Я понял наконец, кем на самом деле был Будда.
Он был дилером. Да-да, самым настоящим дилером – и за ним повсюду ходила ватага изощреннейших и опытнейших торчков, которых он подсадил на самый изысканный и тонкий кайф в мире.
Никто из этих людей не работал: они жили в теплом климате, собирали бесплатную еду, поглощали ее до полудня – чтобы оставить себе больше времени на медитацию – и ежедневно погружались в этот резервуар счастья… А говорили при этом о страдании. И ведь чистую правду говорили. Все есть страдание по сравнению с джаной. Даже низшие джаны кажутся страданием из высших. Эх-эх…
И еще Будда был великим хакером. Только хакнул он не сервер Демократической партии с ушами от мертвого осла, а самый совершенный компьютер, который природа создала за пятнадцать миллиардов лет. Он хакнул человеческий мозг.

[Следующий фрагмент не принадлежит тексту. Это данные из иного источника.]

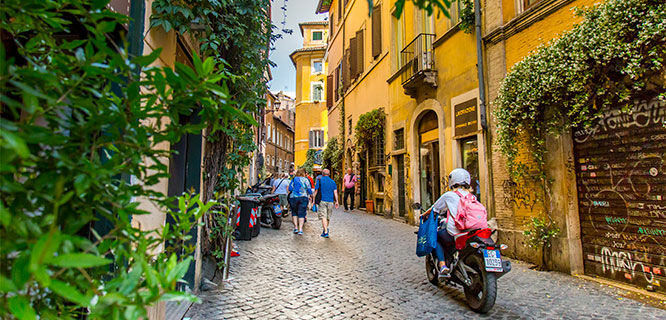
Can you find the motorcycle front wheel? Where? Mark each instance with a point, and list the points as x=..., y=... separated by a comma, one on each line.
x=431, y=270
x=483, y=291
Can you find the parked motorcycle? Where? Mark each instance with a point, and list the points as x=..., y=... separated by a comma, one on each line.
x=271, y=211
x=475, y=265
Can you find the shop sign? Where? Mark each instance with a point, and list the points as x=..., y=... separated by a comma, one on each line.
x=120, y=6
x=466, y=118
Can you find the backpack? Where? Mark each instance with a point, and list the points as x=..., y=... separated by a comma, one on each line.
x=471, y=213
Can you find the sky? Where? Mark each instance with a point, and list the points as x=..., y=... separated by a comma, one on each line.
x=284, y=74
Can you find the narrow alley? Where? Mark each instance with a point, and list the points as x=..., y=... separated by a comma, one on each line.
x=367, y=270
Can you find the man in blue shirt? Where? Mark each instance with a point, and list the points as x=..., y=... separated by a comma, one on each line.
x=329, y=198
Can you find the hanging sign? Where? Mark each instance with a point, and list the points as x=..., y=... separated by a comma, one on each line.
x=465, y=118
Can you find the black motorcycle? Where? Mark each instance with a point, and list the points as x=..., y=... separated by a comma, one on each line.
x=271, y=211
x=475, y=265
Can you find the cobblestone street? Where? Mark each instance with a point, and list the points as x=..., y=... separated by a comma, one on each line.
x=368, y=270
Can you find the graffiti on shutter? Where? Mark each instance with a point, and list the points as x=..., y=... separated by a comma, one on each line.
x=376, y=31
x=621, y=177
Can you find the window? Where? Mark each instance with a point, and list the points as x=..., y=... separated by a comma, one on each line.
x=316, y=138
x=522, y=5
x=317, y=66
x=399, y=139
x=317, y=91
x=469, y=147
x=398, y=40
x=377, y=151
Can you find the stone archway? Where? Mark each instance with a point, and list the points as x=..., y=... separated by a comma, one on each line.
x=432, y=132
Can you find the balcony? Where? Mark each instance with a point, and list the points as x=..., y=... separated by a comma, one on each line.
x=418, y=64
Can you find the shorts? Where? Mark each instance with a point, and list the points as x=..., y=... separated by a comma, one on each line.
x=325, y=210
x=299, y=206
x=283, y=200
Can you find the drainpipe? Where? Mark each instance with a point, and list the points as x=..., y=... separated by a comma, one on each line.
x=479, y=62
x=482, y=106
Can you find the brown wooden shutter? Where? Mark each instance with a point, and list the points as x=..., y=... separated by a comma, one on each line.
x=376, y=31
x=329, y=91
x=359, y=53
x=345, y=71
x=337, y=83
x=353, y=65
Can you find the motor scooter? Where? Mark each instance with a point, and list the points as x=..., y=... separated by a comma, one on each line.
x=475, y=264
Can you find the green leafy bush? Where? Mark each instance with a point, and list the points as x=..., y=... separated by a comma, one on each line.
x=82, y=133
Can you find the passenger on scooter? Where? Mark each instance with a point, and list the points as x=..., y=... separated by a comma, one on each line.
x=459, y=180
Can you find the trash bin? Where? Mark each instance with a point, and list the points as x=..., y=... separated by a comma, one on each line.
x=247, y=217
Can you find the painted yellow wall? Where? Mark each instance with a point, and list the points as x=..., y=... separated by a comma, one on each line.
x=309, y=114
x=521, y=44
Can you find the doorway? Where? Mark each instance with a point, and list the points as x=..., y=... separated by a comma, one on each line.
x=400, y=159
x=429, y=159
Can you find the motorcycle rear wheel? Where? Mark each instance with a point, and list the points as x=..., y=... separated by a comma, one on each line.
x=277, y=222
x=431, y=270
x=483, y=291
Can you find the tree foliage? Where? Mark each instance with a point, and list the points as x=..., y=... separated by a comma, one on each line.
x=82, y=137
x=614, y=56
x=238, y=35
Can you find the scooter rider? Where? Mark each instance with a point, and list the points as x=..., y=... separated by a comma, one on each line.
x=459, y=180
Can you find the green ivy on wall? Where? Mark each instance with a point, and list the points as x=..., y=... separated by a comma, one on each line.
x=369, y=127
x=614, y=56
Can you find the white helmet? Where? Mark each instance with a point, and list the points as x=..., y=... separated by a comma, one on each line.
x=459, y=176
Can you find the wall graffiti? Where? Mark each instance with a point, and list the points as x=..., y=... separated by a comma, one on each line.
x=518, y=196
x=620, y=166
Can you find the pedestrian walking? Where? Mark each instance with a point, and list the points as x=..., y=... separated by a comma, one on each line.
x=299, y=198
x=281, y=188
x=328, y=190
x=349, y=183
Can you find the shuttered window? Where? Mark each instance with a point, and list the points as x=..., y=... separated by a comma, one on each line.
x=353, y=65
x=359, y=53
x=329, y=92
x=376, y=31
x=338, y=81
x=345, y=71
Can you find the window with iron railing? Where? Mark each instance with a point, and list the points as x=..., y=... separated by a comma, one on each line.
x=377, y=151
x=417, y=56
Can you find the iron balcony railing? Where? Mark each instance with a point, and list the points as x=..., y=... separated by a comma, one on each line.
x=419, y=55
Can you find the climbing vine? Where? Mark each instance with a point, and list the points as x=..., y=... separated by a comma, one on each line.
x=237, y=34
x=613, y=57
x=466, y=14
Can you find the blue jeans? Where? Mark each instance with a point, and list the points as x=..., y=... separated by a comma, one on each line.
x=299, y=206
x=445, y=244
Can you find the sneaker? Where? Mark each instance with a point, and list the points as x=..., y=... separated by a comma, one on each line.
x=444, y=271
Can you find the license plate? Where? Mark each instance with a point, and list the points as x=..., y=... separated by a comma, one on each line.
x=493, y=260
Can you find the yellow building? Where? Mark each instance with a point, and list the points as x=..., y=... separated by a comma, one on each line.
x=311, y=126
x=418, y=69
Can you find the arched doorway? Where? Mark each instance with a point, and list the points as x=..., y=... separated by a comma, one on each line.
x=428, y=152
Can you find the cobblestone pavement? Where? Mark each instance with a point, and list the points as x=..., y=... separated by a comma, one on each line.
x=368, y=270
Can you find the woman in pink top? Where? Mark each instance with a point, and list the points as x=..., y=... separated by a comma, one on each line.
x=349, y=183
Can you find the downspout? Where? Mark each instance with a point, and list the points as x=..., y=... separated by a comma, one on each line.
x=482, y=106
x=479, y=63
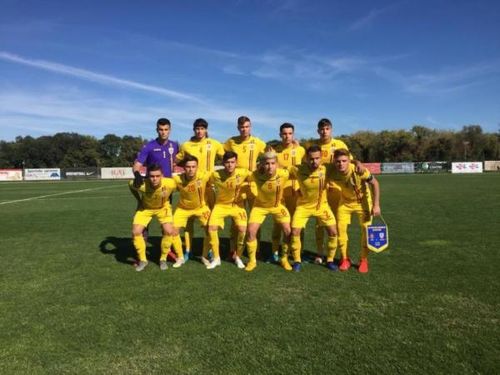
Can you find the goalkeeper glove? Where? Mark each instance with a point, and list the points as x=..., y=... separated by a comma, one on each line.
x=138, y=179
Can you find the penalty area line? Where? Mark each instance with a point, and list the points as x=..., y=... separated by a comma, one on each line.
x=56, y=194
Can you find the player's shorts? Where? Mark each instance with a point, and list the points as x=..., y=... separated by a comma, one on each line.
x=346, y=210
x=324, y=216
x=280, y=214
x=290, y=198
x=181, y=216
x=221, y=211
x=333, y=195
x=144, y=216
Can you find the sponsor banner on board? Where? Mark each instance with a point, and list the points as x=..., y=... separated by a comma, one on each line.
x=432, y=167
x=41, y=174
x=11, y=174
x=374, y=168
x=467, y=167
x=398, y=168
x=492, y=165
x=117, y=173
x=80, y=173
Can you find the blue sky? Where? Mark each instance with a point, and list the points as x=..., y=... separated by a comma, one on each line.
x=99, y=67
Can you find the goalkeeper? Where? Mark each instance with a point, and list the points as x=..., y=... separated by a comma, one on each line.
x=153, y=201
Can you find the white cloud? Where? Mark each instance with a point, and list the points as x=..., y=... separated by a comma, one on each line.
x=369, y=18
x=96, y=77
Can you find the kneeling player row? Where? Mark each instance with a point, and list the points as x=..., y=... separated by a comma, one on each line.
x=211, y=197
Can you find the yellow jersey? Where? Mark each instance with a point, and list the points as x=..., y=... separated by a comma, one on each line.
x=312, y=185
x=205, y=150
x=228, y=186
x=192, y=192
x=268, y=190
x=354, y=186
x=247, y=150
x=155, y=198
x=327, y=149
x=289, y=156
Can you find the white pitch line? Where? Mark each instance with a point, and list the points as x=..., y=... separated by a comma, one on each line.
x=55, y=194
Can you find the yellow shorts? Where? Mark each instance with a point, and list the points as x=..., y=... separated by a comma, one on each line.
x=280, y=214
x=144, y=216
x=333, y=194
x=346, y=210
x=290, y=198
x=302, y=214
x=222, y=211
x=181, y=216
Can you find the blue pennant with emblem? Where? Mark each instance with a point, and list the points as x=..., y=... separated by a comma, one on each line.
x=377, y=236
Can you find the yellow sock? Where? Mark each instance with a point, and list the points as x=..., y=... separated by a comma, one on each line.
x=140, y=247
x=233, y=239
x=214, y=243
x=284, y=250
x=166, y=242
x=240, y=243
x=296, y=247
x=206, y=246
x=176, y=241
x=252, y=251
x=320, y=239
x=276, y=238
x=332, y=248
x=189, y=234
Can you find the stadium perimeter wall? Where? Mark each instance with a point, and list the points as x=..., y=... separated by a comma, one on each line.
x=125, y=173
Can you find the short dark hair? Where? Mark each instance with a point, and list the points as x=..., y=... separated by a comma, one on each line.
x=163, y=121
x=287, y=125
x=229, y=155
x=341, y=152
x=153, y=168
x=188, y=158
x=242, y=120
x=313, y=148
x=324, y=122
x=200, y=122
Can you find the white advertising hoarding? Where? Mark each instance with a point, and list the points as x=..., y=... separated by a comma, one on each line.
x=11, y=174
x=117, y=173
x=467, y=167
x=39, y=174
x=492, y=165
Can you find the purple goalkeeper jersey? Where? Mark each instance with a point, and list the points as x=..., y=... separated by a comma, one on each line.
x=155, y=153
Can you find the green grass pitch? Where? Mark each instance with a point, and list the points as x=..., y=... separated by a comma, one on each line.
x=70, y=301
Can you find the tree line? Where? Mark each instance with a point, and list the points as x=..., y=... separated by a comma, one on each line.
x=72, y=150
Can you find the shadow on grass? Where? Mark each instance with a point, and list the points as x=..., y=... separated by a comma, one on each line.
x=124, y=251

Мы, люди – социальные и биологические роботы, про это только ленивый еще не сказал. Нами управляют банальные кнут и пряник. Кнутами друг для друга мы трудимся сами. А пряники нам дает природа – за работу на биологический вид и общество. Дает очень скупо.
А Будда…
Ночью, при полной луне, под вой посрамленного Мары, он подтащил лестницу к хранилищу всех пряников на свете, приставил ее к стене – и даже разметил окна: вот тут, мол, пряники типа один, тут пряники типа два, тут пряники типа три и так далее.
Понятно, почему этого человека так любили в древней Индии. И ясно, почему все последующее развитие индийской цивилизации (да и самого буддизма) словно ставило одну единственную цель – как можно дальше увести от того, что черным по белому написано в сутрах. Окончательно раздачу пряников удалось прекратить только через тысячу лет после смерти Будды, когда утвердился взгляд, что джаны доступны одному из миллиона…
Дамиан наконец вернулся – и привез неутешительные вести. Никто, вообще никто из монахов, не соглашался к нам ехать. Мало того, теперь они даже не хотели обсуждать эту тему.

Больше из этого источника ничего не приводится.